Pemuja.com – Nama Ferry Irwandi, CEO Malaka Project dan kreator konten digital, mendadak menjadi sorotan publik setelah Satuan Siber TNI (Satsiber) menyatakan niat untuk melaporkannya ke Polda Metro Jaya.
Dugaan pelanggaran hukum muncul dari hasil patroli siber yang dilakukan TNI, yang menilai bahwa konten Ferry mengandung unsur pencemaran nama baik terhadap institusi militer.
Langkah ini memicu kontroversi, bukan hanya karena melibatkan institusi militer dalam ranah hukum sipil, tetapi juga karena menyangkut batas kewenangan TNI dalam penegakan hukum di ruang digital.
Dugaan Pidana dan Hambatan Hukum
Menurut Wakil Direktur Reserse Siber Polda Metro Jaya, AKBP Fian Yunus, pencemaran nama baik berdasarkan Pasal 27A UU ITE hanya bisa diproses jika ada aduan dari individu yang merasa dirugikan.
Putusan Mahkamah Konstitusi Nomor 105/PUU-XXII/2024 memperjelas bahwa institusi, jabatan, atau profesi tidak memiliki hak untuk melaporkan pencemaran nama baik.
Artinya, meskipun TNI merasa dirugikan oleh konten Ferry, laporan tidak bisa diajukan atas nama institusi. Hal ini menjadi titik krusial dalam polemik hukum yang sedang berlangsung.
Respons Ferry Irwandi
Menanggapi wacana pelaporan tersebut, Ferry Irwandi menyatakan bahwa dirinya tidak merasa gentar.
Dalam pernyataan publik, ia mempertanyakan dasar hukum yang digunakan TNI untuk melaporkannya. “Kenapa saya harus takut sama TNI? Memang saya ancaman ketahanan nasional? Emang saya pegang rudal?” ujar Ferry dalam video klarifikasinya.

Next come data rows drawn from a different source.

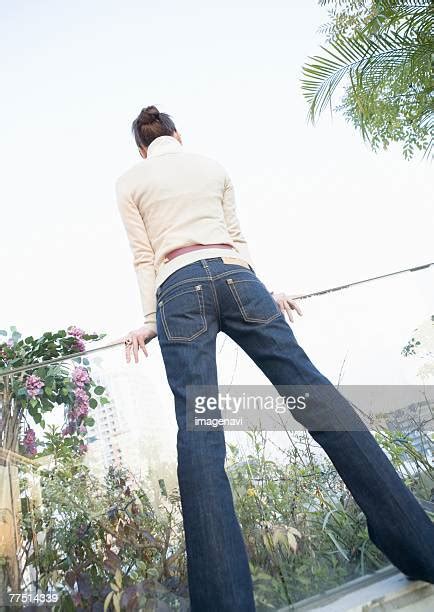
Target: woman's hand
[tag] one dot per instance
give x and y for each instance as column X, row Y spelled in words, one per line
column 136, row 339
column 287, row 303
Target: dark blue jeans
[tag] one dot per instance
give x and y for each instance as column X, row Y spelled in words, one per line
column 193, row 305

Ia juga membantah tudingan bahwa dirinya sulit dihubungi, dan menyebut bahwa nomor kontaknya tersedia luas di kalangan media.
Pelaporan Ferry Irwandi Yang Kontroversial
Koalisi masyarakat sipil, termasuk ICJR dan Imparsial, menyayangkan langkah TNI yang dinilai melampaui kewenangan.
Mereka menilai bahwa pelibatan militer dalam pemantauan konten sipil berpotensi membuka ruang kriminalisasi terhadap kebebasan berekspresi.
Di sisi lain, TNI menyatakan bahwa langkah mereka masih dalam tahap konsultasi hukum, dan belum tentu berujung pada pelaporan resmi.
Namun, dinamika ini menunjukkan ketegangan antara institusi negara dan aktor sipil dalam ruang digital yang semakin kompleks.
Antara Etika Siber dan Batas Kewenangan
Kasus Ferry Irwandi membuka diskusi penting tentang etika siber, kebebasan berekspresi, dan batas intervensi institusi militer dalam ranah sipil.
Apakah kritik terhadap institusi negara bisa dianggap sebagai pencemaran nama baik? Dan siapa yang berhak menegakkan batasnya?